I will tell you that I didn't try 4k@60 on that board (because I don't have 4k monitor over here, and none of my clients asked for it yet), but 1080p@60 is easy-peasy, even with complicated processing and composition.

There is one catch with this board - the FPGA that on a board (K325T-2) is NOT included in free WebPack license. So the board comes with a voucher for license that is device-locked to K325 (it covers any package). Thankfully, unlike Altera's licensing model, Xilinx licenses are version-limited as opposed to time-limited, meaning if let your license lapse, you can still use the last version of IDE which was out at the time of expiry forever. Actually this board is the cheapest way to get your hands on a license for K325.

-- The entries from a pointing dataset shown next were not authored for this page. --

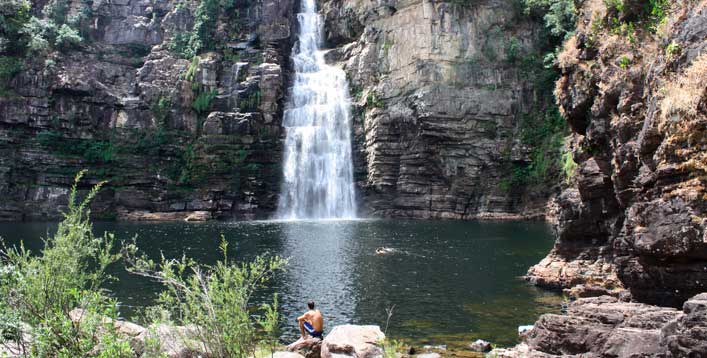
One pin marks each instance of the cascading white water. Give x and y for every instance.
(318, 173)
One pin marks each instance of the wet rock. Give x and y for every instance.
(309, 347)
(434, 122)
(605, 327)
(287, 355)
(429, 355)
(632, 216)
(353, 341)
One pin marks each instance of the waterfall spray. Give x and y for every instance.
(318, 173)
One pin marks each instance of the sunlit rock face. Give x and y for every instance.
(437, 105)
(634, 217)
(122, 105)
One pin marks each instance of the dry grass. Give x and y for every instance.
(683, 96)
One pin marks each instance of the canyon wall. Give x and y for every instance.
(439, 89)
(174, 137)
(635, 98)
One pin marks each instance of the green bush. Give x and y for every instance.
(624, 62)
(216, 300)
(38, 292)
(9, 67)
(560, 16)
(513, 49)
(569, 167)
(13, 15)
(202, 102)
(92, 150)
(56, 11)
(200, 38)
(67, 37)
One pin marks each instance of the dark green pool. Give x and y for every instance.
(451, 282)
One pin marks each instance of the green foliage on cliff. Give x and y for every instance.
(92, 150)
(202, 102)
(38, 291)
(559, 15)
(216, 299)
(13, 15)
(201, 37)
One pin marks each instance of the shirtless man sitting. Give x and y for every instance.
(311, 322)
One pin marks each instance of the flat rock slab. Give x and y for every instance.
(353, 341)
(287, 355)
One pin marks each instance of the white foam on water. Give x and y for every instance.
(318, 173)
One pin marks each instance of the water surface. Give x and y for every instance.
(451, 282)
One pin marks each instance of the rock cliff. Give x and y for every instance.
(441, 91)
(174, 135)
(633, 91)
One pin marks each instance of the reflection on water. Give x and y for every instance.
(451, 282)
(320, 268)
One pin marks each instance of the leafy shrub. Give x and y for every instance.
(373, 100)
(215, 300)
(569, 166)
(559, 15)
(203, 101)
(67, 37)
(41, 34)
(13, 15)
(38, 292)
(624, 62)
(191, 43)
(250, 103)
(672, 50)
(56, 11)
(9, 67)
(92, 150)
(513, 49)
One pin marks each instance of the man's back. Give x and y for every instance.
(316, 319)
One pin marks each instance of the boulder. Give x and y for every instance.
(308, 347)
(287, 355)
(353, 341)
(177, 341)
(480, 346)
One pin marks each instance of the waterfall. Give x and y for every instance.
(318, 174)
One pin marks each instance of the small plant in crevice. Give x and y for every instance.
(251, 102)
(373, 100)
(624, 62)
(673, 50)
(203, 100)
(569, 166)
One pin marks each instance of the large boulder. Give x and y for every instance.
(606, 327)
(353, 341)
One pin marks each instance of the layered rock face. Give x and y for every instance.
(438, 99)
(174, 137)
(605, 327)
(439, 90)
(636, 102)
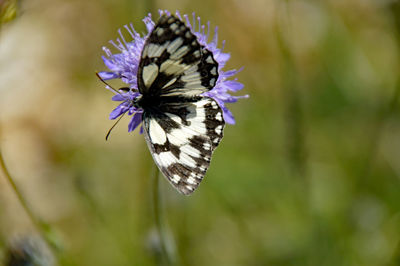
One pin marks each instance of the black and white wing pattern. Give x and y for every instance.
(181, 127)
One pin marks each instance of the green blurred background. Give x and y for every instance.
(309, 175)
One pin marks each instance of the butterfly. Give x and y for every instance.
(182, 128)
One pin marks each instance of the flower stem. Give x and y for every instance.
(158, 218)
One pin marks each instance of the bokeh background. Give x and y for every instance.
(309, 175)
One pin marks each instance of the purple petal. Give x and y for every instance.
(233, 85)
(109, 63)
(105, 75)
(118, 97)
(135, 121)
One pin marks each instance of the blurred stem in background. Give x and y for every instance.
(44, 229)
(387, 109)
(165, 240)
(294, 113)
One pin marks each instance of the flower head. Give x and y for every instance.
(124, 65)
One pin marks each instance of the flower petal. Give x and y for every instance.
(135, 121)
(105, 75)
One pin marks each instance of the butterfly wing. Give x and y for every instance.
(173, 63)
(182, 138)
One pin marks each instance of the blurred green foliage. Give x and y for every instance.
(309, 175)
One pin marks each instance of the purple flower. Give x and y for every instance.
(124, 66)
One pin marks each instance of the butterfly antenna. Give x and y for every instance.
(108, 86)
(109, 131)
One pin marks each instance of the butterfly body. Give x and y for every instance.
(182, 128)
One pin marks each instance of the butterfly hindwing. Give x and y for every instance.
(182, 139)
(174, 63)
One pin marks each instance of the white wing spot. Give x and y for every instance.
(180, 53)
(174, 45)
(176, 179)
(165, 158)
(191, 180)
(156, 133)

Finally - all of those free AXI IPs are genuinely very useful, but you can probably write more efficient HDL yourself because those IPs have to be useable for a multitude of scenarios, while your own HDL can be very task-specific. Unfortunately, DisplayPort TX/RX IPs are not free, but you can still generate a trial license and use them for prototyping and/or hardware checkout, with intention to either buy a license, or design your own equivalent modules. It's not very complicated, but you have to keep in mind that you can only get a DP 1.2 specification for free (so HBR2 is a limit - which is still enough for 4k@60), if you want anything beyond that, you will have to part with some cash.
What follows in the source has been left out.